Crickets in the City of Spare Parts
October 2–November 6, 2021
Dan Herschlein’s solo exhibition Crickets in the City of Spare Parts explores concepts of Security as it pertains to gender, the home, and the self. The artist says of this idea, “I think it might be helpful to understand this need for security as an addiction in order to recognize the irrational behaviors it induces such as categorization, exclusion, violence, and most ironically fears and phobias (mainly of categories that have been defined as other.)” The title of the exhibition is meant to evoke an atmosphere of collapsing machines and fragmented bodies—those cast aside aspects of our selves and cultures. The mood of the exhibition, while at times somber, is ultimately one of playfulness that encourages re-invention: a repurposing of existing tools and mechanisms. Here, Herschlein depicts a world of new bodily possibilities and harmonies, searching for alternative ways of soothing rather than securing.
Herschlein’s work has traditionally dealt with the fragmentation of the body. These disembodied parts tend to reveal themselves suddenly and seemingly through a will of their own. In order to emphasize the unnerving qualities of these occurrences, Herschlein draws on the tropes and framing devices commonly used in horror films—such as unusually high or low high or low to the ground point of view—to emphasize banal elements of the composition such as baseboards, molding, or the texture of the wall. In a further shift of expectation, faces lose all significance in Herschlein’s work as they are continually reduced to shadows, silhouettes, or sacks tied up with strings. A strong focus is instead placed on the behaviors and gestures of hands, feet, limbs, and torsos. For the artist, these body parts often supersede the face in terms of importance when defining the self.
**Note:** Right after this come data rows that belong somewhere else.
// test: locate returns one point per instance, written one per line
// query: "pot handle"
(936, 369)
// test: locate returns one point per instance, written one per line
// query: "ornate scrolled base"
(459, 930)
In You Won’t Find It Alone, the lower half of a barefoot person can be seen edging through a cracked open door like a parent lovingly checking in on a sleeping child. However, in this scene we also see the shadows of stuffed body parts and ambiguous forms hanging from the ceiling on strings as well as works in progress scattered across the floor. For Herschlein, strings and pulleys are metaphors for fears imposed upon the body in the need to maintain security around one’s sense of normalized gender, home structures, and sense of self.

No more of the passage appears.